A: I do not second guess Angelina—she is probably one of the most informed patients in the United States, and she can certainly afford any treatment she wants—but nobody should have a treatment just because a celebrity had it. That is not a good reason. It is controversial. It is not that you have the breast cancer gene, all the data that we have is about people who have breast cancer and ovarian cancer that run in their family. You have two or more family members who also had this. Again, most people as far as we know, with these genetic mutations even BRCA1 and BRCA2 are not going to develop breast cancer, but if you have it in your family, then you are more likely to develop breast cancer. Even then, you may not.
Some women may be more than willing to watch carefully and they have themselves screened every year, see if it develops or not. Others do not want to think about it, they are obsessed with it. Angelina said she was, that she could not think about it. Remember, she did not have breast cancer, she had the likelihood of developing breast cancer sometime in the future, but not a 100 percent certainty that she would. It is paradoxical that you would do a much more aggressive operation, a bilateral mastectomy, on a patient who did not have breast cancer, than you would do on a patient who did have breast cancer where you would likely do a lumpectomy, not a radical mastectomy.
Q: Do you think reproductive counseling before this level of genetic testing is important?
A: I think counseling before testing is critically important. There has been some debate in the genetics community about whether we should go ahead, whenever we are doing genetic testing…. The screening we are going to see most of is going to be done in embryos and fetuses. Then, after that, in children that have diseases that we cannot diagnose. Finally, in patients with cancer, screening their tumors more than screening them specifically, to see if we can treat the specific route to treat the tumor.

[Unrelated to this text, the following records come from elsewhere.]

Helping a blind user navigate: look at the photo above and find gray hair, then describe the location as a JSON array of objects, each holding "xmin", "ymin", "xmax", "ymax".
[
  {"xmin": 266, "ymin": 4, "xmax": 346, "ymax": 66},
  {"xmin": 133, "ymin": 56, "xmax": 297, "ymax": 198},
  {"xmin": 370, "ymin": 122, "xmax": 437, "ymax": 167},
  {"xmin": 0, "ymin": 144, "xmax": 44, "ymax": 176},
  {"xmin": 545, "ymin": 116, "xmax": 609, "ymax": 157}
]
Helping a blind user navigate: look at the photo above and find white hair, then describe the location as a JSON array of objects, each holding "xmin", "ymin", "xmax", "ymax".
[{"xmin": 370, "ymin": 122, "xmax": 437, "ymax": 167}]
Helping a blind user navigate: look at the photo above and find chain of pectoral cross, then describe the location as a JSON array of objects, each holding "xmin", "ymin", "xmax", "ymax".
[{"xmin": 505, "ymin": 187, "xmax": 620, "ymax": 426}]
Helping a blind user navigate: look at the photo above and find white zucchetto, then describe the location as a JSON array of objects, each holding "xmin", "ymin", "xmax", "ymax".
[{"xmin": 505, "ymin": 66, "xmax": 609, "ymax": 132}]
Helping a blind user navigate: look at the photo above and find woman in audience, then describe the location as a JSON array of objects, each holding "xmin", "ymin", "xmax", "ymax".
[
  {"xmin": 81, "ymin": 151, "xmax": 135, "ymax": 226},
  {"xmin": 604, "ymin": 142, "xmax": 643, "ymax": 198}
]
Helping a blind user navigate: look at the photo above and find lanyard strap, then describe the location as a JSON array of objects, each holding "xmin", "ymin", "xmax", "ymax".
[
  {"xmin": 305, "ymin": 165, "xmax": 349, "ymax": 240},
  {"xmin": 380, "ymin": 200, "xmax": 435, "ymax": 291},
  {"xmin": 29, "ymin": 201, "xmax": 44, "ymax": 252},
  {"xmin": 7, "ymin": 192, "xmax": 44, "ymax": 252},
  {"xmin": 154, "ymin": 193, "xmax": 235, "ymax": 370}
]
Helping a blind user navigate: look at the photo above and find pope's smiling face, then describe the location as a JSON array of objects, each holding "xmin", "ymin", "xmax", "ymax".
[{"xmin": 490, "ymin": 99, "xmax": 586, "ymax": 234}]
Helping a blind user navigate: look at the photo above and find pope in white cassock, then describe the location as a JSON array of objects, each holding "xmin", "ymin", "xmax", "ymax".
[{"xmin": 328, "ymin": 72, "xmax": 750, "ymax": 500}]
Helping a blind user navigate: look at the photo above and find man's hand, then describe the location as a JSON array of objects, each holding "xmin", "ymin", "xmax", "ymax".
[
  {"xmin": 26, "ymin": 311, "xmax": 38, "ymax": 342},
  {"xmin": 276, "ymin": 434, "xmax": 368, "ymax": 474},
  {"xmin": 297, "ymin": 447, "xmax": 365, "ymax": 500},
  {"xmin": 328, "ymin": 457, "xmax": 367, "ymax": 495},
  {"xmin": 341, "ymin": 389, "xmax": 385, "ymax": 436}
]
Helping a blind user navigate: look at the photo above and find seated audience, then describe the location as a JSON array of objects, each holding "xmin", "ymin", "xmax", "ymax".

That is where most of the action is—we are way too premature to do routine screening of adults.
I think we should not even be talking about doing routine screening of newborns yet, even though it is a big-time public health thing. We do not do whole genome screening yet and I do not think we ever will, but we might. That debate is going to be on the horizon soon.
Q: So, if that debate carries forward, then what will be the most immediate effects?
A: We are going to come up with more treatments. Whether they are any good or not, we can argue about, but a lot of the new cancer treatments, for example, give you an extra two or three months of life—for $100,000. Those treatments are not genetic necessarily, but you can see similar things happening in genomics. Especially with stratified populations, we are going to have groups who are going to become expensive to treat. At some point soon, we are going to have to have a rational discussion about rationing, which we have never done in this country. We think we can have everything, no limits. Yes, there are limits, and I think the Genome Project is going to make that clear to everybody, at some point.